Eternally Yours is an upcoming American sitcom created by Joe Port and Joe Wiseman. It is scheduled to premiere on CBS on October 8, 2026. The single-camera family comedy follows a married vampire couple in Seattle, played by Ed Weeks and Allegra Edwards, whose relationship has stagnated after five centuries together.

== Premise ==
Charles and Liz are vampires whose marriage of five hundred years has settled into tedium. They live in present-day Seattle among an eccentric coven until their daughter Emma brings home Max, her human boyfriend, whose arrival disrupts the household and forces the couple to reckon with the prospect of an eternity together.

== Cast and characters ==
=== Main ===
- Ed Weeks as Charles, a vampire married for five hundred years
- Allegra Edwards as Liz, Charles's wife
- Helen J. Shen as Emma, the couple's daughter
- Jaren Lewison as Max, Emma's human boyfriend
- Parker Young
- Rose Abdoo

== Production ==
=== Development ===
Port and Wiseman, writing partners since meeting as assistants on the UPN animated series Dilbert in 1999, conceived the series in 2015 out of a conversation about long-term creative partnerships and the idea of a marriage extended indefinitely. They wrote the pilot script that year, unaware at the time of the 2014 film What We Do in the Shadows. The script led to the pair being hired to develop CBS's adaptation of the British series Ghosts, which they went on to run.

The script remained unproduced for several years and at one stage was considered as an animated project.

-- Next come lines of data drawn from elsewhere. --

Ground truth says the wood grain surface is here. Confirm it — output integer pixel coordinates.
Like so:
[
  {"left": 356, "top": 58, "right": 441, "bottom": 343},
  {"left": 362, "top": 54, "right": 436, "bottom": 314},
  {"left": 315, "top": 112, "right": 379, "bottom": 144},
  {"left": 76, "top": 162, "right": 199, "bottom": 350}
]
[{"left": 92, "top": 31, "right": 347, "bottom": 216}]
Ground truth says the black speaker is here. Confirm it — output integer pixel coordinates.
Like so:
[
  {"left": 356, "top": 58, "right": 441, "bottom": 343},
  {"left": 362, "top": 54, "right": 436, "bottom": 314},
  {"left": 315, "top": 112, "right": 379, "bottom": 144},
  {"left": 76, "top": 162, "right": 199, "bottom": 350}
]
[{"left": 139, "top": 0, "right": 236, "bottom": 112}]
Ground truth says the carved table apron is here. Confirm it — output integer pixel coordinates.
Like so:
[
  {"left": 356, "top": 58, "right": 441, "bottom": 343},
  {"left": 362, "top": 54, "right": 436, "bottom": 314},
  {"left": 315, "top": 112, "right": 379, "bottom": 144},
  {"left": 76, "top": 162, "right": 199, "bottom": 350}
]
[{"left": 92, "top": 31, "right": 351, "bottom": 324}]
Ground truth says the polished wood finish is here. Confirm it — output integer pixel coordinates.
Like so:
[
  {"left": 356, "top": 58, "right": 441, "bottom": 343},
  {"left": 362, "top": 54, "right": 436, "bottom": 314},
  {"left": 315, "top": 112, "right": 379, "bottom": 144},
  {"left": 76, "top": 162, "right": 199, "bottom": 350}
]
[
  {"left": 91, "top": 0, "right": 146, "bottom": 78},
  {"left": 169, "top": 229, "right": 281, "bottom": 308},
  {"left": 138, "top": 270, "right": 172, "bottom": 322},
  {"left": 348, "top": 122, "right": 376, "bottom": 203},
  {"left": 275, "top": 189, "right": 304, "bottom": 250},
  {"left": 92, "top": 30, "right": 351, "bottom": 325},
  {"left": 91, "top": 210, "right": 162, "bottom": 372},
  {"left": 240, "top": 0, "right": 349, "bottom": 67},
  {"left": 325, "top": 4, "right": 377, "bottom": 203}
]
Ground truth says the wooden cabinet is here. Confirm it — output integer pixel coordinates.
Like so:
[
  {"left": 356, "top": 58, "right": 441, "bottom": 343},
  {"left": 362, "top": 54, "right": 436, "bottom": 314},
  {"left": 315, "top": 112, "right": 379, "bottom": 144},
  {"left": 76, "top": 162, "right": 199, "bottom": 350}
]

In 2019 it received a table read on the podcast Dead Pilots Society, hosted by Andrew Reich and Ben Blacker, with Weeks reading the male lead — the role he would be cast in six years later. CBS ordered a development room for the project in 2024, followed by a pilot order in 2025.

=== Series order ===
CBS ordered Eternally Yours to series in April 2026 for the 2026–27 television season, days ahead of the network's schedule announcement. At the same time, the network declined to move forward with its other comedy pilot, The Tillbrooks. The series was the first half-hour addition to the CBS lineup for that season, joining the dramas Cupertino and Einstein.

Port and Wiseman write and executive produce alongside Eric Tannenbaum, Kim Tannenbaum and Jason Wang, with CBS Studios and The Tannenbaum Company producing. Trent O'Donnell directed and executive produced the pilot.

== Episodes ==

| No. | Title | Directed by | Written by | Original release date |
|---|---|---|---|---|
| 1 | "Pilot" | Trent O'Donnell | Joe Port & Joe Wiseman | October 8, 2026 |
| 2 | "Baby Vampire" | Trent O'Donnell | Joe Port & Joe Wiseman & Josh Malmuth | October 15, 2026 |

== Release ==
Eternally Yours is scheduled to premiere on CBS on October 8, 2026, in the Thursday 8:30 p.m. ET slot, between Georgie & Mandy's First Marriage and Elsbeth. The premiere date was announced at San Diego Comic-Con in 2026, where the series was screened ahead of a panel discussion. The slot was previously occupied by Ghosts, which CBS moved to midseason. Episodes stream live on Paramount+ for premium-tier subscribers and become available the following day on all plans.